October 9, 2014 — At conferences and in trade publications, small cells are pretty much the rage. But DAS OEMs are not giving in just yet.
DAS is up for the fight against small cells as they compete for the $8.5 billion enterprise in-building wireless systems market, according to ABI Research.
“Modern DAS systems challenge small cells by building on their inherent advantages of neutral host, and macrocell parity and adding features such as traffic steering and multiple network convergence (for example Wi-Fi or public safety) on the same in-building backhaul. They also challenge small cells by tackling one of the main drawbacks: cost per square foot of installation and OPEX needed for system cooling and operation,” the report says.
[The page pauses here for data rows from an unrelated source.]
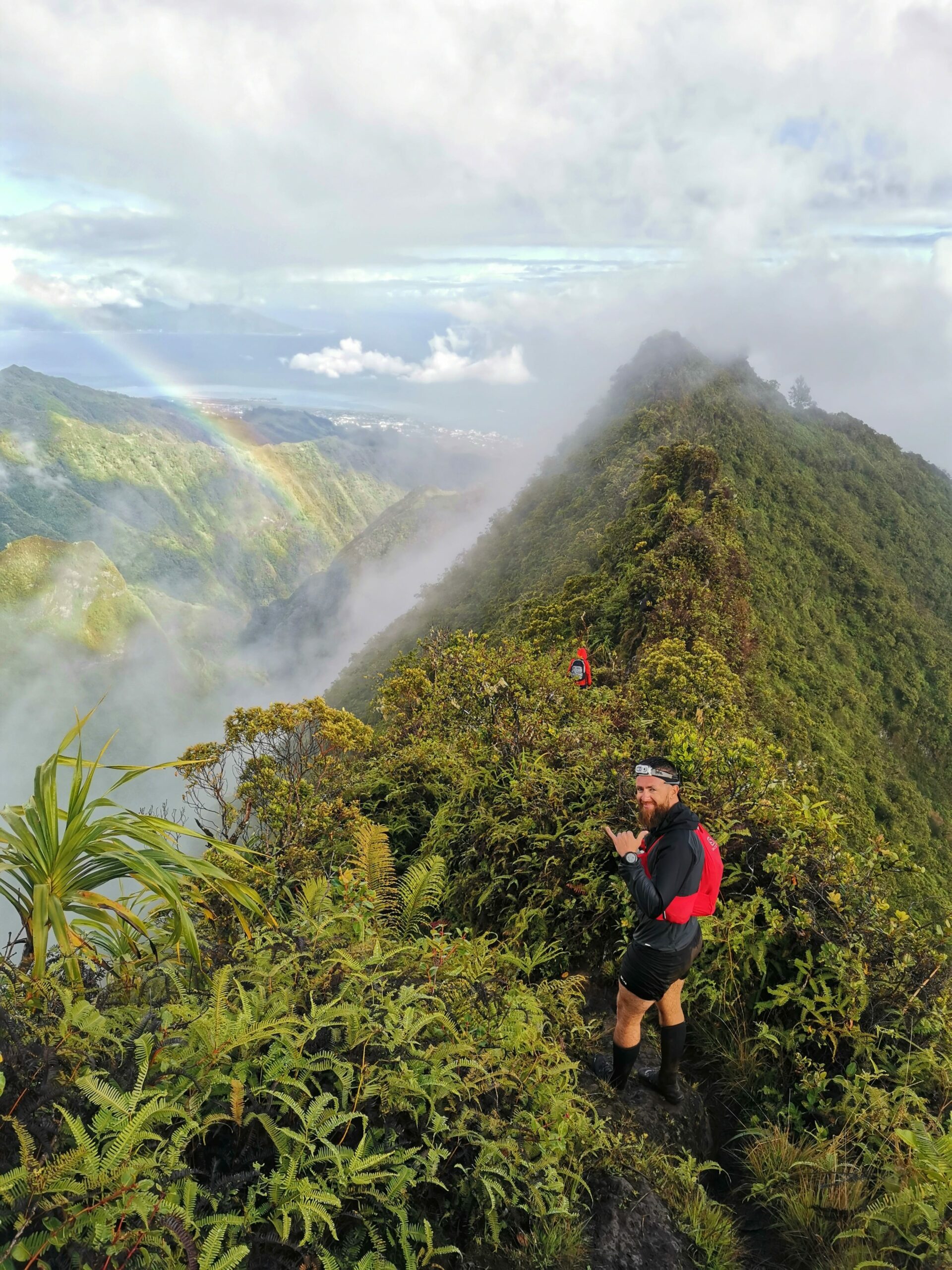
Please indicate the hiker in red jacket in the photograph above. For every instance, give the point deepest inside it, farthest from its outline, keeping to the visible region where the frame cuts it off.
(663, 870)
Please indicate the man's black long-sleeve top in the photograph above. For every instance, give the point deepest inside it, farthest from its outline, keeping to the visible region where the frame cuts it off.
(677, 861)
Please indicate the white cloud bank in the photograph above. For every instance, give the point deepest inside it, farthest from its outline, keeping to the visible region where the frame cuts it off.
(448, 362)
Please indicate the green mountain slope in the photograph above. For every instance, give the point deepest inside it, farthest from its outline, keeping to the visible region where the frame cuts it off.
(69, 590)
(837, 554)
(311, 620)
(205, 524)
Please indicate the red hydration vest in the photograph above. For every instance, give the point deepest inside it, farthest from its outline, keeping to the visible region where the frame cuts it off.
(579, 668)
(702, 903)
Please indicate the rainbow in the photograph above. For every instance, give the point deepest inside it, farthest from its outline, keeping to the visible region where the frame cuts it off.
(226, 432)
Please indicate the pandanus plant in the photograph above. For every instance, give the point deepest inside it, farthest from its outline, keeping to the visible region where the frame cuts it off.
(55, 861)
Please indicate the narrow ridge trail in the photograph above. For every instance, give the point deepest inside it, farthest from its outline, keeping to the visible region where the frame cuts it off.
(700, 1126)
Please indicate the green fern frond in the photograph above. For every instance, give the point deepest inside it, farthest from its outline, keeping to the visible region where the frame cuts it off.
(420, 890)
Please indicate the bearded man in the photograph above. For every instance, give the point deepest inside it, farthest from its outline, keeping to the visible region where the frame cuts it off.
(662, 869)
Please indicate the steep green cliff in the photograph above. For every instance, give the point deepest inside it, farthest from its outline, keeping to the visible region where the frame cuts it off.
(841, 549)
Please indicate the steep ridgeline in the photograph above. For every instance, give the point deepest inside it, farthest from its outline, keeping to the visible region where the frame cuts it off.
(808, 549)
(205, 521)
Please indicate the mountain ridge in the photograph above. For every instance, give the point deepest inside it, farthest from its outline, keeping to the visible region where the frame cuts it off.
(848, 541)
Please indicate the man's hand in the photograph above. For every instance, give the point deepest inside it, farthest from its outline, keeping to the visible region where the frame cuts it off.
(626, 841)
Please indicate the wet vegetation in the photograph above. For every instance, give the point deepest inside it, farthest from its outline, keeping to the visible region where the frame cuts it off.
(389, 1071)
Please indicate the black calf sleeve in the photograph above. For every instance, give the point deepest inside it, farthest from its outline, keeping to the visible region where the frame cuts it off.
(673, 1046)
(624, 1058)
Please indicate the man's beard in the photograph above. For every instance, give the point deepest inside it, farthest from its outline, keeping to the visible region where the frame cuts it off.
(651, 820)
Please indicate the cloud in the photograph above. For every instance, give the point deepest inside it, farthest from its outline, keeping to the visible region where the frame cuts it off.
(447, 362)
(59, 293)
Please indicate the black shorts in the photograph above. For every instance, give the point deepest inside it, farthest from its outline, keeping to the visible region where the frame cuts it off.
(649, 972)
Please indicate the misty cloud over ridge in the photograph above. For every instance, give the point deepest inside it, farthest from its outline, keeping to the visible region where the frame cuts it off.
(448, 362)
(560, 178)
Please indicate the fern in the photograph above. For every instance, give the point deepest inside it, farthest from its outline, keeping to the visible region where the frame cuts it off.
(372, 860)
(419, 892)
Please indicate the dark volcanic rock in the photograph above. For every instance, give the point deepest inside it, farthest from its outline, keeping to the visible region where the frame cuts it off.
(631, 1228)
(685, 1127)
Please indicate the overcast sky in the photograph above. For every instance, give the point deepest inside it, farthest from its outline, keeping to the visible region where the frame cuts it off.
(526, 190)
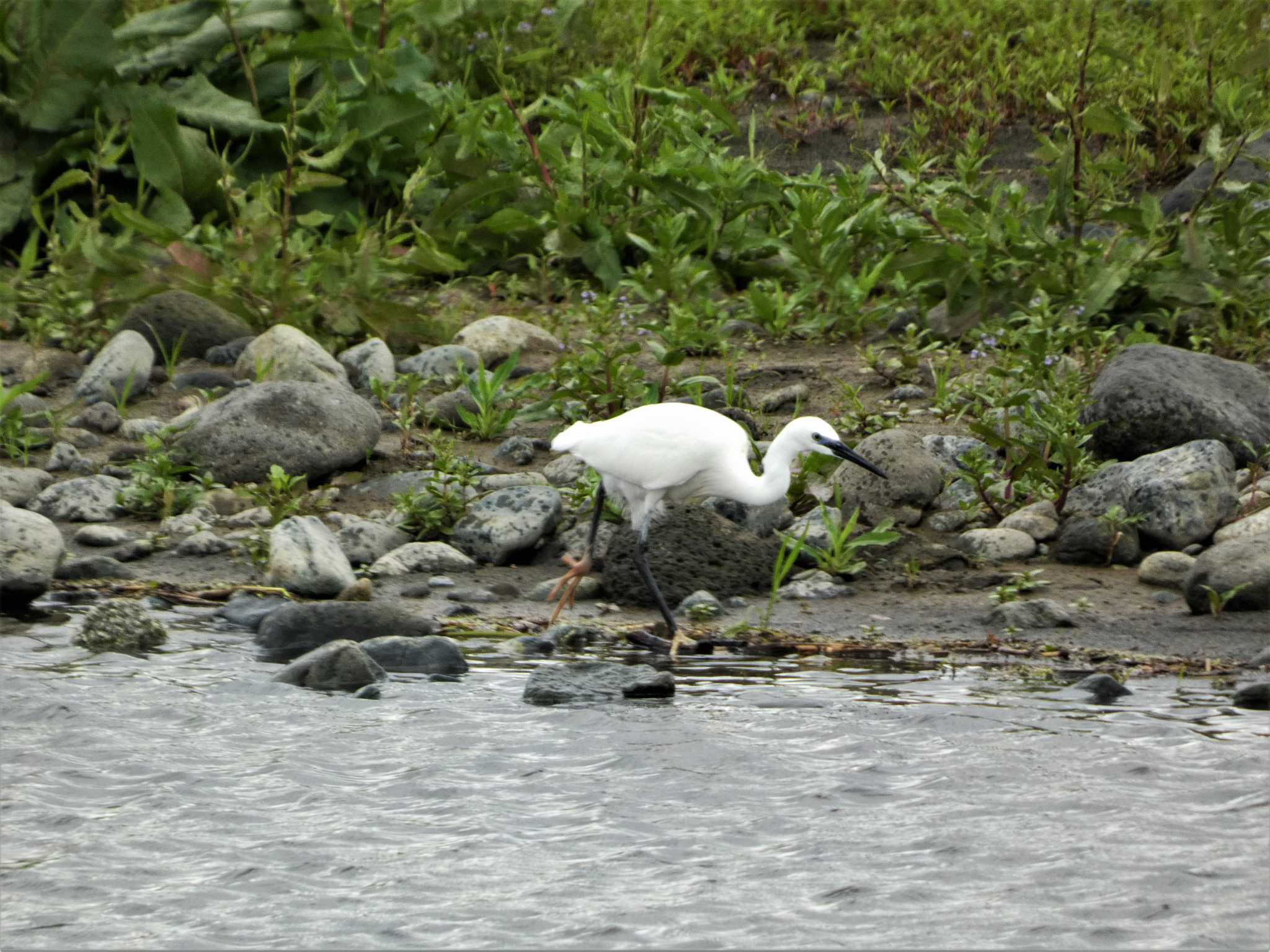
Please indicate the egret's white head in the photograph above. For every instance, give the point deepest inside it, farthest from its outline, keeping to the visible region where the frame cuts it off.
(812, 434)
Small cells currently do not provide a neutral host capability and are complex to configure and virtualize since the baseband, unlike DAS, is distributed in each small cell which must coordinate with its neighbors to mitigate interference.
Perhaps the best course of action is to collaborate instead of competing. Hybrid systems are a recent development where the best of DAS and small cells merge, centralizing the baseband function like DAS but using Cloud RAN to distribute signals over dedicated fiber to remote radio heads in the building, according to Nick Marshall, research director, networks.
“ABI Research believes that it is innovations such as these that are laying the groundwork for in-building 5G,” Marshall wrote.
These findings come from a new report entitled “DAS Rises to the Small Cell Challenge” which discusses this market and profiles 17 companies active in this area. The small cell vendors discussed are Airvana, Alcatel-Lucent, Cisco, Ericsson, Huawei, ip.access, NEC, Nokia and SpiderCloud. The DAS vendors profiled are Axell, Commscope, Corning, Dali Wireless, Kathrein, SOLiD, TE Connectivity, and Zinwave.